I love this new wheel, and stamp set with SPOTS! So adorable.

Stamping is amazingly quick and easy when using a Stampin' Around wheel. You can use the wheels with ink cartridges, or ... if you're like me {wink}, you can simply roll the wheel over a stamp pad. The wheels ink up just fine using a pad as long as you are making a card or other small item. The ink will run out if you're attempting a scrapbook page - so always use an ink cartridge for any items larger than 5 1/2 inches.

1) Remove the cover of the ink cartridge and insert cartridge into the handle.
2) Snap the wheel into the handle.
3) Push the cartridge forward so the inked surface rests against the wheel.
4) Roll the wheel on scratch paper or Stampin' Up! Grid Paper to ensure it is thoroughly inked.
5) Push or pull (whichever works best for you) the wheel across your paper or card stock, starting before the edge of the paper and continuing off the other edge. Always roll in the same direction to keep the wheel thoroughly inked. Keep your wrist steady to avoid rocking the wheel. For best results, keep the cartridge well inked.
6) To wheel straight lines use the wheel guide {shown below}. You'll save yourself lots of time and stress with this guide.

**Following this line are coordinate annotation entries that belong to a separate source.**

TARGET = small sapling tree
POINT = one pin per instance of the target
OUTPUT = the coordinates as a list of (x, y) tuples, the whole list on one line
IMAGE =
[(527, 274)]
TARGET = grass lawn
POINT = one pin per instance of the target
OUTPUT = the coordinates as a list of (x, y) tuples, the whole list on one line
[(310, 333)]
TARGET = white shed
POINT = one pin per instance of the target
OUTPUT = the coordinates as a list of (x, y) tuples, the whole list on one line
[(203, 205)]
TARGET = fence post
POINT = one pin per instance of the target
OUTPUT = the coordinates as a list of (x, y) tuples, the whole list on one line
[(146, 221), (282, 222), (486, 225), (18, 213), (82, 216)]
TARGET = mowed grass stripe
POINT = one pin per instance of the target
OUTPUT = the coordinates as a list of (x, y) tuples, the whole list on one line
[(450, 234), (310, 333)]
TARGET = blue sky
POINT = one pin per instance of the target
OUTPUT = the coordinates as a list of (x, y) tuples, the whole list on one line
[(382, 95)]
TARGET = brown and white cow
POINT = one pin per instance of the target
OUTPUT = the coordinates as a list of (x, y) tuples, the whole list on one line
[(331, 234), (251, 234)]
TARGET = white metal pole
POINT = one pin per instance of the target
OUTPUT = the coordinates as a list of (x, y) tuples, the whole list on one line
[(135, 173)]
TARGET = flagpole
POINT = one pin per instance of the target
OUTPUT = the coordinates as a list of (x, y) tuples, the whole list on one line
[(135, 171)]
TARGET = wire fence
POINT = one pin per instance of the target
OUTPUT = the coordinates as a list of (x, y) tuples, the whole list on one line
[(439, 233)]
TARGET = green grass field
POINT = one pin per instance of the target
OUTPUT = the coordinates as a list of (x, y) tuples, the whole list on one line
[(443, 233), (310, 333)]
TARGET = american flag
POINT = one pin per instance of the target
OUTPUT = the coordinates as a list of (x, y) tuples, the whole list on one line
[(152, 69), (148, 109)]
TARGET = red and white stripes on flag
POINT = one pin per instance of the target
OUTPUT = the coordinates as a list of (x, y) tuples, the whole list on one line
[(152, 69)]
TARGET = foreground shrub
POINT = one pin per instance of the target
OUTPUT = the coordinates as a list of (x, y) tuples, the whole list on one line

1) Roll the wheel slowly and firmly across the paper to achieve a darker image.
2) Place your forefinger on top of the handle while wheeling. This will help steady the wheel and prevent it from rocking and creating a smudged image. I find this is essential to a clear image.
3) To keep my cartridges moist when not in use, I seal them up in sandwich baggies.

4) If you're right handed, start rolling the image on your paper from right to left. This will enable you to see the image while rolling and your hand won't be in the way. If you are left handed, roll from left to right.

Wheels work great on an assortment of projects like on a scrapbook page, gift packaging, card, envelope, or letterhead. Stampin' Around wheels are not only versatile, but they're a great value too. While only one handle is necessary, sometimes you will find an extra handle is always useful for projects stamped with multiple wheels or when more than one family member wants to use a wheel.